For months the Scottish government and Edinburgh City Council, controlled by an SNP/Labour coalition, withheld information about the first known mass transmission event in Scotland, which took place at a Nike conference in Edinburgh on February 26 and 27. This was attended by 70 employees from around the world. None of the retail and restaurant workers, a tour guide, or those who stayed in same hotel as the international delegation were informed of the outbreak. The same is true for another case of international transmission, identified in February, involving a passenger on a flight from Italy to Edinburgh.
The SNP is now moving aggressively toward reopening the economy even as the pandemic continues to accelerate globally. Phase three of easing the lockdown will begin next month, with the tourism industry scheduled to reopen on July 15, together with nurseries, offices, shops, gyms, and museums, subject to token social distancing measures.
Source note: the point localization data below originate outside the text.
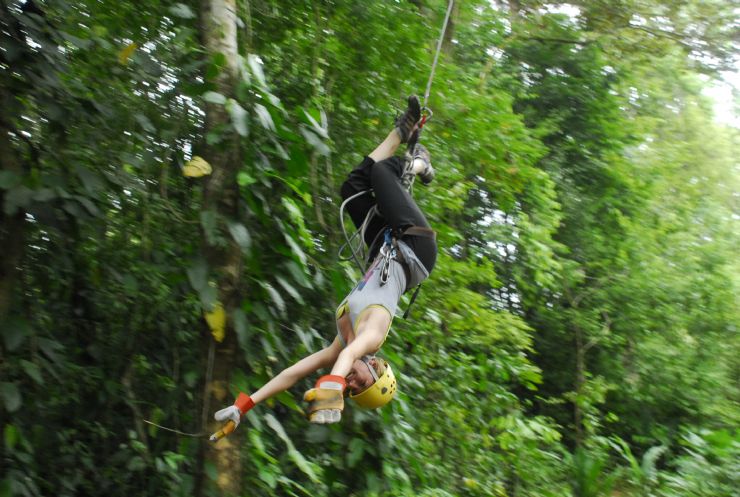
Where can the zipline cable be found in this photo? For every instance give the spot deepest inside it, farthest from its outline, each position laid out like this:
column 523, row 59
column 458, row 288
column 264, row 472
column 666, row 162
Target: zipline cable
column 436, row 55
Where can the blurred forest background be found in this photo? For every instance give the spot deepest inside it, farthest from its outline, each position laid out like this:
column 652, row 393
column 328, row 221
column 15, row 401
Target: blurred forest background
column 579, row 335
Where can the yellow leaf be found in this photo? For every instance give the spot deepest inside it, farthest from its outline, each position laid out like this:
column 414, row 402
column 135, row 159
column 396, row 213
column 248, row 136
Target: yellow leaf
column 216, row 320
column 126, row 52
column 197, row 167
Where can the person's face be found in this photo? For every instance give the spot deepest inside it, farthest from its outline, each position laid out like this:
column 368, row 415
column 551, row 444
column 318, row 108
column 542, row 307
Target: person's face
column 359, row 377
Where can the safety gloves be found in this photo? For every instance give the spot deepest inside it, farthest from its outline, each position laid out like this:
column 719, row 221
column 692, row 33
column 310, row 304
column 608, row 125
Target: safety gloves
column 326, row 400
column 232, row 415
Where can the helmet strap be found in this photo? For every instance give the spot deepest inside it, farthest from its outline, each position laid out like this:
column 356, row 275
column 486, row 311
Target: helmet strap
column 366, row 360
This is informed not by scientific expertise, but rather by the demands of big business to resume extracting profits from the exploitation of workers.
Despite receiving a pandemic bailout totaling hundreds of billions in public money, the corporate and financial elite are utilising the situation to impose mass layoffs. Rolls-Royce, as part of their plans to shed 9,000 jobs globally and 3,000 in Britain, will cut 700 jobs at its Inchinnan site, near Glasgow. Ovo Energy will make 1,400 redundant in England and Wales and 1,000 in Scotland. The Macdonald hotel group is considering 1,800 redundancies, with another 240 jobs in danger at Crieff Hydro hotels.